Em nome de um orgulho pessoal, eu poderia desmontar este exemplo por mim próprio dado, expondo as contradições que existem entre «ser moderado» e «lutar contra», quando isso significa matar centenas de pessoas. E, naturalmente, acrescentar a isto a objecção (que foi a da Resistência francesa ou da Resistência timorense) de que «valores mais altos se levantam» em alguns momentos cruciais da História. Conheço razoavelmente as regras da Lógica e da Retórica, para poder prolongar uma disputa com seriedade. Acontece que a mera argumentação não me deixa satisfeito. Sempre que caio na tentação da argumentação, apetece-me abandonar o tabuleiro; sinto que traio algo muito mais importante. Será falta de humildade?

Tenho tentado pensar as aporias do debate de ideias, como sabes. (Quem quiser ver pode consultar as minhas reflexões aqui e aqui.) A verdade é que duvido demasiadas vezes da fecundidade da argumentação; acredito cada vez mais na fecundidade das palavras de alguns poetas e romancistas, nas palavras que brotam da condição de «absolutamente sós» (Maria Gabriela Llansol) que todos somos. Recentemente estive no Parlamento e aquilo a que assisti foi tudo menos uma luta pelo Bem Comum. No debate nunca chegou o momento dos consensos ou das concessões. Todos estavam muito interessados em marcar o seu campo ideológico e hipotéticas cedências não fariam senão parte do léxico da estratégia partidária. Ganhou, claro, o mais forte, o partido do Governo. Mas ganhou o quê? Nem deputados, nem Governo, nem aqueles que representam ganharam o que quer que seja. Perderam menos, talvez. Tal como aqueles que sobrevivem à guerra, aleijados por fora ou por dentro.

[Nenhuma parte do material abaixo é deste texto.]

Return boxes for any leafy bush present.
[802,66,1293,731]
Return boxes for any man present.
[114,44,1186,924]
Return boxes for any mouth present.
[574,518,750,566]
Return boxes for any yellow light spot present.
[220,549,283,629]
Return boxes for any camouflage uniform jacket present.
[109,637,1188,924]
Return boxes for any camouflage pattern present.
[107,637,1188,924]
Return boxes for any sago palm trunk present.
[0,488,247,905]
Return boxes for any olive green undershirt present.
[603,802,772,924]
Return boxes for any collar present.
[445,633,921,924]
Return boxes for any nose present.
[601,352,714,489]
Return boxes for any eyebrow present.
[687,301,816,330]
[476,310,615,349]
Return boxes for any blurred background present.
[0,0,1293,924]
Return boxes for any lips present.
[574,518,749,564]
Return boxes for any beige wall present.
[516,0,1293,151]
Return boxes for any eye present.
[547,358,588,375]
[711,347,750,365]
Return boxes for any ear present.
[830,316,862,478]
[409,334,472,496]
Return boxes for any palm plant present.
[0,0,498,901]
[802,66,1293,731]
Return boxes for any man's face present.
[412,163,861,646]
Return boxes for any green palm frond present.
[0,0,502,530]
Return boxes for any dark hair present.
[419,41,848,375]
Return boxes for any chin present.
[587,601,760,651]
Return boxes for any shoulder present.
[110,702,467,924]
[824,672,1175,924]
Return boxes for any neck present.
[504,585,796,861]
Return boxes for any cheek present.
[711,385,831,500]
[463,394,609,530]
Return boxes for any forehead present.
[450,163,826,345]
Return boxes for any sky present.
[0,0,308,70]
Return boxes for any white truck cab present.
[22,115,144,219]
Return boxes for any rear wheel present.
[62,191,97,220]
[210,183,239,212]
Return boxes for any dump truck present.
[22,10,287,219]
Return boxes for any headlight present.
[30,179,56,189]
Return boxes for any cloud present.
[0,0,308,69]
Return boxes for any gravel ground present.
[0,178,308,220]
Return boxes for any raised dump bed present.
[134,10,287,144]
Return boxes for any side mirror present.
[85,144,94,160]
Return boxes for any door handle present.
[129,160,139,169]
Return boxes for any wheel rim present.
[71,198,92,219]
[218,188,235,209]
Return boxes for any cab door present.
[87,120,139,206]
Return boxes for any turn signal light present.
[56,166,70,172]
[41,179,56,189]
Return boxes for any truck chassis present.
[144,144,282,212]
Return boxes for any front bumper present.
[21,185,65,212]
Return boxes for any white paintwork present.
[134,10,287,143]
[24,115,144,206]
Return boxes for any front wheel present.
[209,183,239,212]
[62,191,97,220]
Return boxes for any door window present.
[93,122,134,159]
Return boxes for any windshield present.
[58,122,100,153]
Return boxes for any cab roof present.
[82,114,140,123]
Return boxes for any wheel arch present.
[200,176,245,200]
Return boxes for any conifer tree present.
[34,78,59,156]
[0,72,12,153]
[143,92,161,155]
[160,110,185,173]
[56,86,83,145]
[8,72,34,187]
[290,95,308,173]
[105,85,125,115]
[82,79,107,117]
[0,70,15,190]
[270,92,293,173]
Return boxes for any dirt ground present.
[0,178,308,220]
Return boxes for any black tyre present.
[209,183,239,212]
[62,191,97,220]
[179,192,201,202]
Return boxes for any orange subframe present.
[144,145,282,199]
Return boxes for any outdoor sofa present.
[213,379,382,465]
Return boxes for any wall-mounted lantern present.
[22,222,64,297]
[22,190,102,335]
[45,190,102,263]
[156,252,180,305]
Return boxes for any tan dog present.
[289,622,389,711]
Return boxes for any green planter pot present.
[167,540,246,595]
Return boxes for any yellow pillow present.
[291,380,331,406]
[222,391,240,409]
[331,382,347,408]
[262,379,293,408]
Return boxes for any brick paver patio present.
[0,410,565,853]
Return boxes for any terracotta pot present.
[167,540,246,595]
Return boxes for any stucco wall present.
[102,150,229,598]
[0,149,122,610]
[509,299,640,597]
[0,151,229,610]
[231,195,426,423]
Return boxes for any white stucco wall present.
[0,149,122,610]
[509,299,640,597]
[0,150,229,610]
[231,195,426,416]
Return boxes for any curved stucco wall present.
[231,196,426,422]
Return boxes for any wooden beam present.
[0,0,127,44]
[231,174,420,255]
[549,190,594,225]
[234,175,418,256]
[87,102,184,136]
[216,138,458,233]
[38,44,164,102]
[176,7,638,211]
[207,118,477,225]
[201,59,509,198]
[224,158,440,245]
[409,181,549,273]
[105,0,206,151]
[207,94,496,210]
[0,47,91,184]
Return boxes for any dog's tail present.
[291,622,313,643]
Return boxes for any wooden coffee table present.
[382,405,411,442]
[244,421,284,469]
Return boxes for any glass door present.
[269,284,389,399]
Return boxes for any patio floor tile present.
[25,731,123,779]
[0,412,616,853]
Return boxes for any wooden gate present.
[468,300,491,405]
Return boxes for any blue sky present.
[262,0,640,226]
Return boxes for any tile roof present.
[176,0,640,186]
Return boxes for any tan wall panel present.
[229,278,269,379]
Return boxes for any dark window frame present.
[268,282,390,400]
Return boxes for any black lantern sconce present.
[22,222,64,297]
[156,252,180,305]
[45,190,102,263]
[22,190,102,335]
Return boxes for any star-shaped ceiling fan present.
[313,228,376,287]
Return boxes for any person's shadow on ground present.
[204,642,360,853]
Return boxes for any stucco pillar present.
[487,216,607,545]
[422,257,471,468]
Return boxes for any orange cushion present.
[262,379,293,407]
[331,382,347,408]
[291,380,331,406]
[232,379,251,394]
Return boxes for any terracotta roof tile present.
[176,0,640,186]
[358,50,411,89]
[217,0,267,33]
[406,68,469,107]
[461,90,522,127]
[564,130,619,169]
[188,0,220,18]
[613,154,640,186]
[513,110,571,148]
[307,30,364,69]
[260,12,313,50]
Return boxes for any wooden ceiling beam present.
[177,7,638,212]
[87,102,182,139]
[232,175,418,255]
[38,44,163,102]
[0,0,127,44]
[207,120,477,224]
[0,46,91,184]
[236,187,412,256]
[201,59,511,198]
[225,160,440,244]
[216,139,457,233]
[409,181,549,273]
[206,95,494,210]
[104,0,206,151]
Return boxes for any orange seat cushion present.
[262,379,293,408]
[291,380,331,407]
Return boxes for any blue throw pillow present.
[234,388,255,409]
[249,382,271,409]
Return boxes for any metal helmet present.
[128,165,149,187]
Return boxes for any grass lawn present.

Sendo o debate absolutamente necessário para a democracia, um aprofundamento da democracia parece conduzir-nos a algo bem diferente dos resultados da simples polémica partidária. De resto, as tuas dúvidas são as minhas. Mas o pacifismo não foi suficientemente testado, para poder ser negado. Curiosamente, no discurso que conduziu Gandhi ao que veio a ser, ele falava em auto-determinação dos indianos em termos de uma dignidade que eles teriam de reconquistar por si e não contra os ingleses. Seja como for, o pacifismo de Gandhi ou qualquer pacifismo também não é a meta, mas um pôr-se a caminho para outra coisa; é uma vereda que se abre (e que se julgava não ser possível). Vereda para onde, dando para quê? É uma intuição muito vaga o que tenho para expor, mas na qual estou disposto a trabalhar. Giorgio Agamben, já citado, fala nela como «comunidade que vem». Virginia Woolf, abençoada por uma linguagem cem vezes mais rigorosa que a dos filósofos, esboça já essa comunidade, com frases como: «somos membros uns dos outros», «fazemos parte de um todo», «representamos papéis diferentes mas somos o mesmo», «penso ter compreendido que a natureza também tem uma tarefa a desempenhar», «não acham que nos devemos unir?».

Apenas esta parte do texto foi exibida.